2. It reads better and is more easy to use (without excessive matchs). Also easy to attach data and methods (for like, getting constants from a type, composing types, etc.) on each type.

I'm leaning towards 2. Let's worry about performance later.

// sketch

trait Type {
  is_numerical(&self) -> bool;
  is_aggregate(&self) -> bool;
  is_composite(&self) -> bool;
  ...
}
trait ScalarType { ... }
trait AggregateType { ... }

struct FloatType {
  bitwidth: u32,
}
struct VectorType {
  element_type: &ScalarType,
  size: u32,
}
struct ArraryType { ... }

impl ScalarType for IntType { ... }
impl AggreateType for VectorType { ... }

Representing SPIR-V instructions

A single flexible instruction struct that can represent all SPIR-V instructions is inferior to a dedicated instruction struct for each SPIR-V instruction: it loses the structure naturally encoded in dedicated instruction struct and will need validation for operand layout correctness, etc. A huge enum containing all possible instructions is ugly. It seems there is no way to go around trait objects, which is avoided by the Rust community to the best. But it's the natural way of fulfilling this kind of task.

// Sketch
 
trait Instruction {
  result_id(&self) -> Option<u32>;
  result_type(&self) -> Option<&Type>;
  ...
}

struct IAddInst {
  result_type: &Type,
  result_id: u32,
  op1: &Instruction,
  op2: &Instruction
}

impl Instruction for IAddInst { ... }

There are quite some instructions to implement, but most of them can be generated from the grammar.

Decoration struct

Decorations can have associated data.

Special care should be taken when handling struct types since decorations on struct members cannot penetrate to the underlying base types.

[kvark]

Please please make this happen! We've started writing the SPIRV->MSL/DXBC/HLSL/GLSL/etc transpiler in Rust, and processing the raw SPIRV modules (that are just a bunch of Instruction things) is a huge pain.

We can either implement it using 1) enums or 2) marker traits with multiple implementing structs.

I honestly don't see a compelling argument to 2. My choice would certainly be 1), given that:

• you have the spec defining all the things, so you don't need to arbitrary expand the enums
• when you update the spec, you can expand the enums and bump the breaking change version, it's fine
• no overhead
• explicit matching, instead of opaque accessor methods
• you can always add those convenient accessors to enums if you want to

[antiagainst]

Thanks @kvark! I hear you. I'll look into putting some effort into implementing the structured representation. :)

[kvark]

@antiagainst please don't forget about this. As we delay, spirv-cross is getting developed further, and it will be harder for us to catch up.

[antiagainst]

Hey @kvark, I'm sorry I kept saying that I would like to devote some time to this but didn't really fulfilled. I recently moved onto working on TensorFlow and MLIR, so I'm not sure when I'll have time on this in the near future. But it's definitely on my plate. In the meantime, feel free to contribute! :)

[kvark]

@antiagainst I'd really like to move this forward. If you don't have time and energy to do this, could you outline a rough plan for contributors to follow when implementing this? Would you also be able to review the changes?

[antiagainst]

Hey @kvark, sorry for the late reply. I'm correctly busy with MLIR work so likely won't have the bandwidth here in the near future. But I'd certainly happy to help answering questions and reviewing pull requests.

[kvark]

Looked at the state of this today. Apparently, most of the infrastructure is already in place:

• [x] types
• [x] decorations
• [x] constants
• [x] instructions
• [ ] modules, functions, etc

Do I understand correctly that we only need to get those root-level items (modules, functions, etc) now, after which we can implement conversion to/from the data representation? Or did you plan on working with bytes directly and skip the "mr" layer?

[antiagainst]

Firstly, regarding the current existing code for structured representation, it actually deviates from the design proposal as in the original post. Instead of doing trait objects, the existing code just uses memory arena and vectors and indexes into vectors. (I read several blog post regarding how to better model graphs using Rust; that seems the suggested way. But things may change now with the Rust ecosystem. So better suggestions certainly welcome!)

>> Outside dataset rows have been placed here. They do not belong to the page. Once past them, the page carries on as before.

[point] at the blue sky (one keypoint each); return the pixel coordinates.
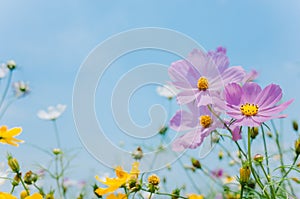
(50, 39)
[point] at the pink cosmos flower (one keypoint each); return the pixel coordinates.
(250, 106)
(202, 76)
(197, 122)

Yes structured representation classes for SPIR-V module, function, basic block are missing. We will need to add that. Aside from those, instruction class is half baked. We need to properly wire up instructions so that we can trace an operand back to its original generating instruction. So instead of using spirv::Word, which is from the original binary, we need something like a instructions vector inside the Context and have InstructionToken indexing into it. The tricky part is that there are a lots of churn for instructions: we want to create/delete instructions frequently for optimizations. So maybe a map is more appropriate for this case then. (Feel free to propose better ideas given that I haven't tracked Rust evolving for quite some time so there maybe new awesome stuff there that we can leverage!)

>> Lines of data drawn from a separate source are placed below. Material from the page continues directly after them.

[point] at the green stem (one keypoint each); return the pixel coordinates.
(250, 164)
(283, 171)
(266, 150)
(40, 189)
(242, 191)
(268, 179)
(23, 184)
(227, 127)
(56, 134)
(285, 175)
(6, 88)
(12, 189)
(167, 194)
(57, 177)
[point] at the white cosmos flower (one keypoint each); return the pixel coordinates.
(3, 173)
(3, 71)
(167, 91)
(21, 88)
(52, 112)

Besides, module-level instructions (e.g., OpEntryPoint, OpExecutionModel) are actually "metadata", compared to function-level instructions (e.g., OpFMul), which are real computation. We should consider "fold" these metadata instructions into the module representation itself so that we don't need to go through the same instruction processing mechanism to rediscover these facts.

Similarly for decorations, they are also metadata to the decorated instructions. We should also consider folding them into the instruction they decorate. The sr::Decoration class isn't wired up with anything yet given that sr::Instruction is half baked. So this is also something we need to do.

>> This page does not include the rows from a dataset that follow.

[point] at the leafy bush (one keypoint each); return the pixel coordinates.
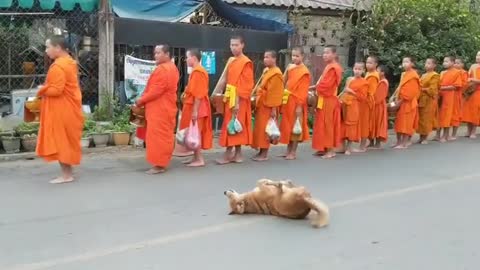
(420, 28)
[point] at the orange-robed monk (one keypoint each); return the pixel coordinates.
(409, 90)
(427, 102)
(356, 90)
(373, 79)
(295, 106)
(237, 97)
(160, 101)
(196, 106)
(61, 119)
(450, 81)
(269, 95)
(380, 131)
(327, 128)
(458, 97)
(471, 108)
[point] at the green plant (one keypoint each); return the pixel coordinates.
(420, 28)
(104, 111)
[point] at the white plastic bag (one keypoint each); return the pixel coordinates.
(180, 136)
(297, 127)
(272, 129)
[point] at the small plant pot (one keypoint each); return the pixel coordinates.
(85, 142)
(100, 139)
(121, 138)
(11, 145)
(29, 144)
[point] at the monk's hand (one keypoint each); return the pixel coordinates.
(273, 113)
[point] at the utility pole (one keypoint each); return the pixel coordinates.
(106, 51)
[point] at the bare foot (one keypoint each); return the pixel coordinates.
(196, 163)
(61, 180)
(329, 156)
(155, 170)
(291, 157)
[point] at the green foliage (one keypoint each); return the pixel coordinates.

Regarding the translation path, my original thought is to have binary -> mr -> sr because I think it's easier to bootstrap. Going from binary to mr we can see in the future.

[kvark]

Thanks for the detailed response!

Instead of doing trait objects, the existing code just uses memory arena and vectors and indexes into vectors.

I think it's working well. If we have, say, Type contain other types, we still have to have an indirection, because otherwise the compiler can't figure out the size (reasonably), i.e.

enum Foo {
  One,
  Two(Foo), // NOPE
}

We could use Box though when referring to other types. This would make the memory access pattern worse, but ownership and general convenience would improve. I'm planning on evaluating if it's feasible to use boxes at some point, but currently continuing the "token" based approach you started.

A lot of the things you describe are something I was already half-way doing, i.e.

instruction class is half baked So instead of using spirv::Word, which is from the original binary, we need something like a instructions vector inside the Context and have InstructionToken indexing into it. We should consider "fold" these metadata instructions into the module representation itself so that we don't need to go through the same instruction processing mechanism to rediscover these facts.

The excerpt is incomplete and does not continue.